For those wondering, us Emacs creatures use Rope + ropemacs + rope-mode to achieve the same thing. Vim has access to the same tooling more or less.

I am a huge fan of VIM's design (and by extension EVIL http://www.emacswiki.org/emacs/Evil in Emacs, which is what I use most of the time), and I agree that all to most of this is achievable in Emacs.

I really like Jetbrains products though, and when I am on Windows those are my goto tools as I don't have the UNIX user space to leverage alongside Emacs or VIM.

They provide a great environment for those languages that don't have great support outside of commercial IDEs or for people turned off by Emacs/VIM.

My first experience was using IDEA for Java (both VIM and Emacs support for Java is an area where they are weakest somewhat surprisingly) and I was very happy with IDEA, so I tried PyCharm later on when I was on Windows and using Python there.

However, Emacs makes use of Python's REPL much more fluently than what I've experienced in PyCharm where the IDE has no interaction with the REPL outside of user engagement.

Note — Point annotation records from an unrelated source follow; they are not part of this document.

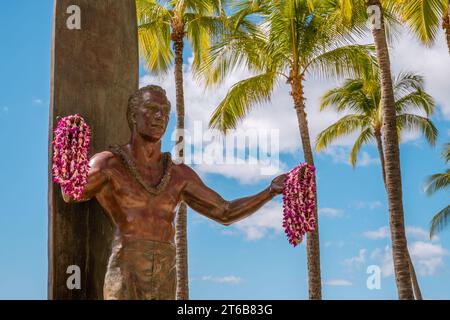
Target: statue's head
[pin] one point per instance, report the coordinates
(148, 112)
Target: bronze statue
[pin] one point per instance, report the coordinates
(139, 187)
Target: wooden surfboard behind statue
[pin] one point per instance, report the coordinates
(94, 70)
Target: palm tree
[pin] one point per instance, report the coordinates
(424, 18)
(361, 99)
(288, 40)
(436, 182)
(161, 24)
(390, 142)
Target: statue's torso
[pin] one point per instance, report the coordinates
(135, 212)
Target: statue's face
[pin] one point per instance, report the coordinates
(152, 116)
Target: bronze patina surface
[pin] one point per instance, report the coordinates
(142, 263)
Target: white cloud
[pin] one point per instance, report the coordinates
(371, 205)
(267, 221)
(226, 279)
(338, 282)
(433, 63)
(357, 261)
(245, 173)
(200, 104)
(380, 233)
(427, 257)
(412, 232)
(331, 212)
(38, 101)
(342, 155)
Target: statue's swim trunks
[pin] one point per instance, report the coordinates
(141, 270)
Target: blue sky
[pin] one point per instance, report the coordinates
(252, 259)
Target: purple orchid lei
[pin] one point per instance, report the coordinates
(299, 203)
(71, 143)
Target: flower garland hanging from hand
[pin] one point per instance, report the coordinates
(71, 143)
(299, 203)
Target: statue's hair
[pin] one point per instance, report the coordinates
(136, 99)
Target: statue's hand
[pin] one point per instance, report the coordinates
(276, 187)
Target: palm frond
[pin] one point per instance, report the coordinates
(241, 98)
(440, 221)
(154, 36)
(344, 126)
(414, 122)
(418, 100)
(348, 61)
(438, 181)
(423, 17)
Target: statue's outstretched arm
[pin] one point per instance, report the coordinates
(97, 178)
(210, 204)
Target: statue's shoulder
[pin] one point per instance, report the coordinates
(184, 171)
(102, 160)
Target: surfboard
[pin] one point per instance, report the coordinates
(94, 69)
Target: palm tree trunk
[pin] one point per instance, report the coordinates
(181, 221)
(392, 165)
(381, 154)
(446, 24)
(415, 282)
(313, 247)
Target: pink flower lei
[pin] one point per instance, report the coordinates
(71, 143)
(299, 203)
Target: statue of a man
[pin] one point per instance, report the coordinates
(139, 188)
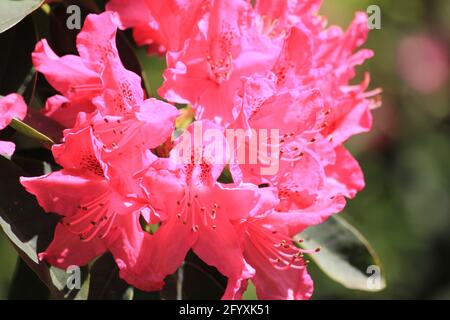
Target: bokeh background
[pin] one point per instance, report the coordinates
(404, 209)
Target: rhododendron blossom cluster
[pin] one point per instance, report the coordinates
(269, 84)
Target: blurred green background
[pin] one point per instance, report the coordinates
(404, 209)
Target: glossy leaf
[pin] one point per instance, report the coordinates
(13, 11)
(30, 230)
(345, 255)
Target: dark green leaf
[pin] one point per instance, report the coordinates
(13, 11)
(30, 230)
(345, 255)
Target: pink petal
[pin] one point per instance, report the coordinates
(68, 250)
(11, 106)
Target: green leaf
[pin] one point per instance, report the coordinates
(30, 230)
(345, 255)
(105, 283)
(13, 11)
(29, 131)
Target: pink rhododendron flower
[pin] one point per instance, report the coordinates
(79, 79)
(196, 212)
(95, 192)
(164, 24)
(271, 71)
(12, 106)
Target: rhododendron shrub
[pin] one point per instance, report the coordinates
(270, 86)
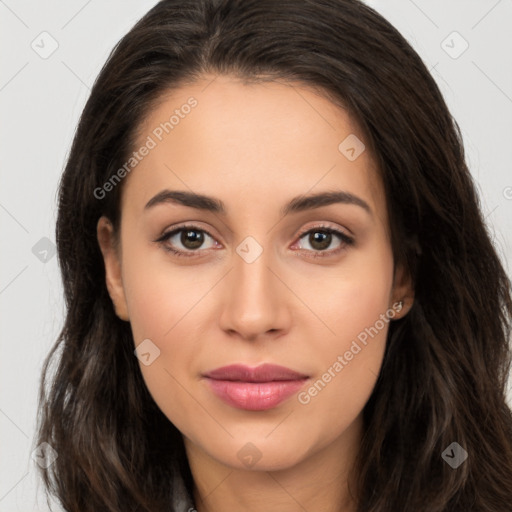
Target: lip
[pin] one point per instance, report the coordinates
(254, 389)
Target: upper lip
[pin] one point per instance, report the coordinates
(263, 373)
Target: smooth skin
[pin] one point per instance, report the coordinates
(255, 147)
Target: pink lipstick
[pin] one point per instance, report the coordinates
(254, 389)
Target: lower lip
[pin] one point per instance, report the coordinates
(254, 396)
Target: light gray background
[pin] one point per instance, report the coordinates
(41, 100)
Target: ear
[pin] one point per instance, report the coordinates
(111, 257)
(403, 291)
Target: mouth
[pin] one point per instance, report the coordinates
(254, 389)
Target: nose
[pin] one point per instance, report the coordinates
(255, 302)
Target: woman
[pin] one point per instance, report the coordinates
(280, 291)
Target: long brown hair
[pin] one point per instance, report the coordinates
(446, 365)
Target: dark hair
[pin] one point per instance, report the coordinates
(446, 364)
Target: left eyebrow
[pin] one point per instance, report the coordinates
(297, 204)
(301, 203)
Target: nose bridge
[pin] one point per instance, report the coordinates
(255, 303)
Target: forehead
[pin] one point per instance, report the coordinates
(220, 136)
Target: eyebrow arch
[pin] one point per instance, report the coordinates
(297, 204)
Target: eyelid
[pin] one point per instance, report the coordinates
(345, 239)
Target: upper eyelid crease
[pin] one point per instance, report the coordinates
(297, 204)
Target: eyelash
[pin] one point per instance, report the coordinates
(343, 237)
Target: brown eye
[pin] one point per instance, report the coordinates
(186, 241)
(320, 240)
(192, 239)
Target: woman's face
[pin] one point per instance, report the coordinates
(265, 273)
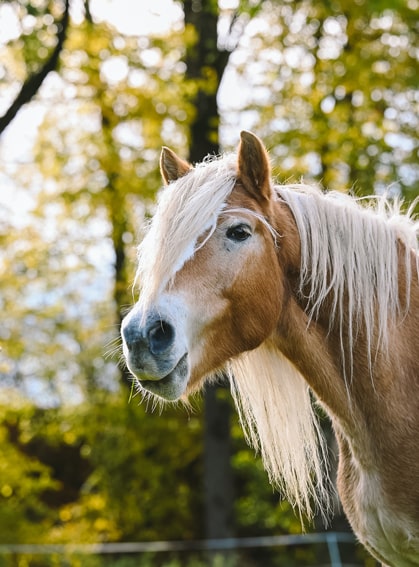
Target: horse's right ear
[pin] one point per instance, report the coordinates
(253, 167)
(172, 166)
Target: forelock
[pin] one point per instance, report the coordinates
(186, 209)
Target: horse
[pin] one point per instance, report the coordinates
(300, 296)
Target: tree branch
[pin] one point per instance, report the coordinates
(32, 84)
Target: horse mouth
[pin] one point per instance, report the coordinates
(173, 385)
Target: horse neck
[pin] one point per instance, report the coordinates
(348, 379)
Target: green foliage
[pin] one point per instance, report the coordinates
(335, 91)
(333, 88)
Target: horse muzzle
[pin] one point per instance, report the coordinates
(155, 352)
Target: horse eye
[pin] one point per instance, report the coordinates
(239, 232)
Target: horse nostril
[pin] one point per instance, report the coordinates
(160, 336)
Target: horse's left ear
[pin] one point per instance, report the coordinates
(172, 166)
(254, 166)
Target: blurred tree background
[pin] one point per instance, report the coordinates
(87, 100)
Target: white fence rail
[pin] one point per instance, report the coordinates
(331, 539)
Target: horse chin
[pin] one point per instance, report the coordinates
(172, 386)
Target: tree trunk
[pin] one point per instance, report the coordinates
(205, 65)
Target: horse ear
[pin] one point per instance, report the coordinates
(254, 166)
(171, 166)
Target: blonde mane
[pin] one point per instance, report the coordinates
(186, 209)
(348, 253)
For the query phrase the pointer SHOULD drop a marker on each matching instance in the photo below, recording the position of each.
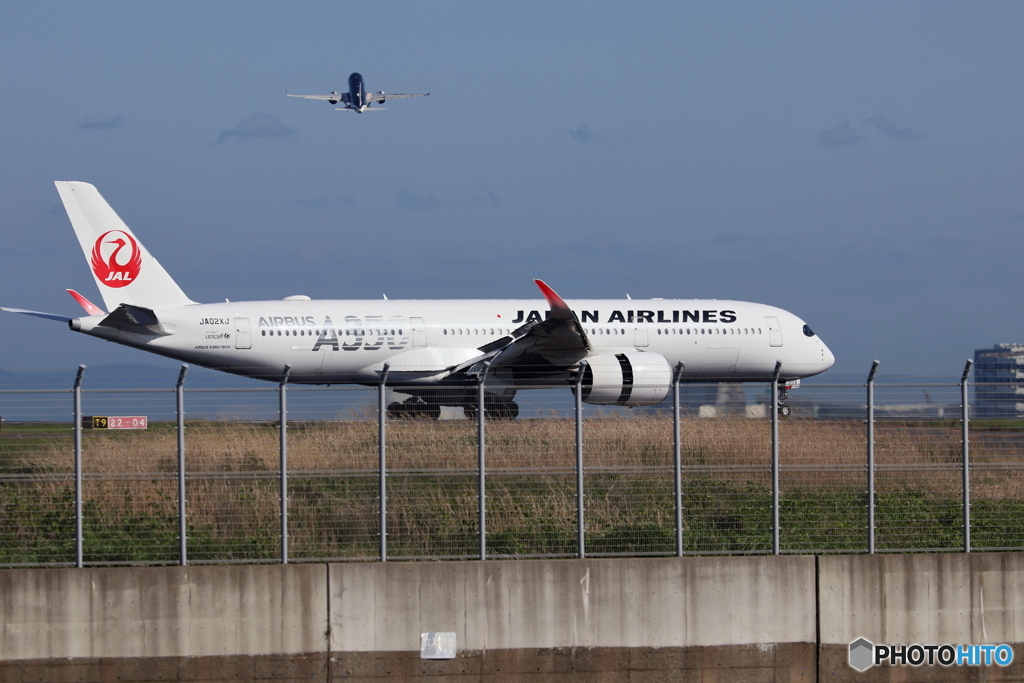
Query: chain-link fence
(862, 465)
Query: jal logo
(116, 259)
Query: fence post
(283, 398)
(677, 462)
(581, 540)
(967, 457)
(179, 392)
(870, 457)
(480, 444)
(381, 456)
(774, 460)
(77, 392)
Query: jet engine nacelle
(631, 378)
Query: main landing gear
(413, 409)
(417, 409)
(495, 410)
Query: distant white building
(998, 378)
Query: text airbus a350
(436, 350)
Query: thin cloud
(107, 124)
(887, 127)
(842, 135)
(258, 126)
(583, 133)
(413, 202)
(485, 196)
(327, 202)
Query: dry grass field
(131, 505)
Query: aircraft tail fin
(124, 270)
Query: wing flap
(377, 96)
(134, 319)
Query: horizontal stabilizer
(50, 316)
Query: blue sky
(859, 164)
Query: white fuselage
(338, 341)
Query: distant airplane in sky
(435, 350)
(357, 99)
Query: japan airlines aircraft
(434, 350)
(357, 99)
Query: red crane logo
(121, 267)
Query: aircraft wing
(559, 340)
(377, 96)
(49, 316)
(331, 96)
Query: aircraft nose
(827, 357)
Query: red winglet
(554, 300)
(90, 308)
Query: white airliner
(434, 350)
(357, 99)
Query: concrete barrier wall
(962, 598)
(653, 602)
(729, 617)
(163, 611)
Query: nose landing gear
(783, 407)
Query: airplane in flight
(434, 350)
(357, 99)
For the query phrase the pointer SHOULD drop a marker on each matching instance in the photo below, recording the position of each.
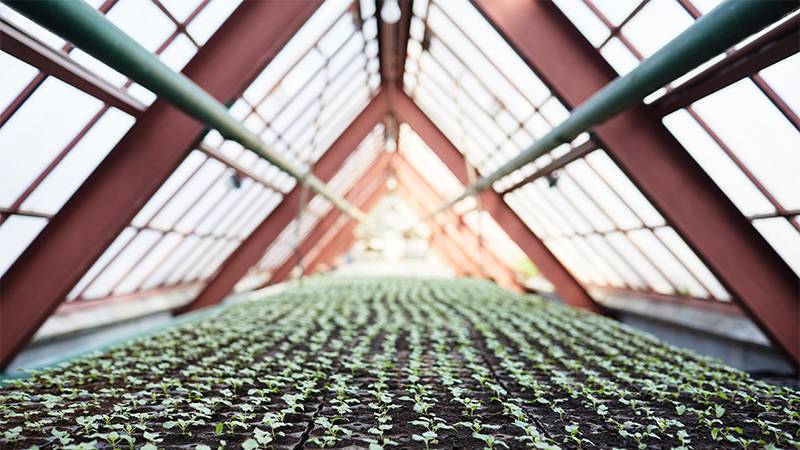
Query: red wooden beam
(667, 175)
(567, 287)
(375, 171)
(112, 195)
(252, 249)
(343, 239)
(451, 247)
(466, 238)
(27, 48)
(775, 45)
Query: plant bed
(396, 363)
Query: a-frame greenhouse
(399, 224)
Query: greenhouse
(391, 224)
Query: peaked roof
(125, 196)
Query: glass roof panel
(302, 101)
(588, 211)
(744, 135)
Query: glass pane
(79, 163)
(784, 238)
(24, 150)
(13, 78)
(759, 135)
(15, 235)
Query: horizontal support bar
(79, 23)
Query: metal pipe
(723, 27)
(79, 23)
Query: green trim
(725, 26)
(87, 29)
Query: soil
(293, 339)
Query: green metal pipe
(722, 28)
(87, 29)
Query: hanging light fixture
(390, 12)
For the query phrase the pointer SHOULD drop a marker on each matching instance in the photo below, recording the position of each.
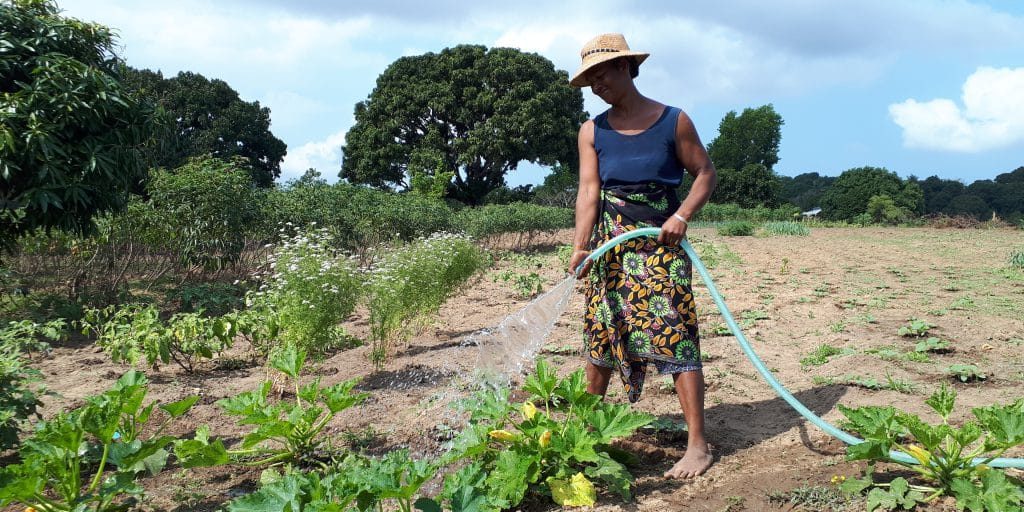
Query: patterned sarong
(640, 306)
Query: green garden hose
(758, 364)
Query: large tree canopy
(805, 189)
(851, 193)
(467, 110)
(210, 120)
(71, 136)
(750, 186)
(751, 137)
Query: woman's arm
(692, 155)
(588, 198)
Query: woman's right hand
(578, 257)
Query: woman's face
(605, 79)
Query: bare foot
(693, 463)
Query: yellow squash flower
(545, 439)
(528, 410)
(502, 435)
(919, 453)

PyCharm in comparison seems entirely ignorant that it has a REPL it can exploit and integrating tightly with it would pay dividends.

Coming from Emacs where REPL integrations tend to have at least some sense of intelligence about them this was jarring.

PyCharm's intentions though are also very nice and isn't something I've found in Emacs or VIM to the same extent.

The IDE still has the same trait I've seen in Eclipse, VisualStudio, XCode, and Jetbrains' products though where it makes determining what the project entails into an overly complicated affair though, an area where VIM and Emacs have less red tape to get into.

There seems to be a great deal of improvement in that area for tools to get into where they are smarter without requiring so much user facing bureaucracy up front.

On one hand we have Emacs and VIM that largely pretend there is no such thing as a project and that tools could perform actions on that as a unit.

Then on the other side IDEs want to recognize that a project is an actionable unit and that it is a unit but then engage in 20 questions just to get started on a project and even after that get easily confused when moving files around.

Anyways, as far as IDEs go, Jetbrains' products have been the most enjoyable to use.

I do wish they were full open sourced though so that contributing improvements voluntarily wasn't a comparatively precarious trade off compared to VIM or Emacs or whatever open source tools you use.

Also, I wish IDEAVim was a lot nicer support of VIM's features than what it currently has so that I didn't have to want for some functionality at times.

Both the Emacs and VIM or typical IDEs have a lot of room for improvement in general though, tooling could be a lot nicer and homogenous across languages to the extent possible.

I really wish anyone would run with Bret Victor's idea of closing the feedback loop in programming (http://vimeo.com/36579366) adamantly and also implement Douglas Crockford's idea of scope based coloring everywhere (https://www.youtube.com/watch?v=dkZFtimgAcM), the latter of which I really want in functional languages like Haskell/OCaml.

Those two alone would add significant utility to the available tools.

After seeing Crockford's scope based coloring idea syntax based coloring seems incredibly superfluous even though I use it myself.

It really feels like we are in a tooling stone age with a great deal of retreading and regression in some respects despite having a lot more man-months thrown at the area.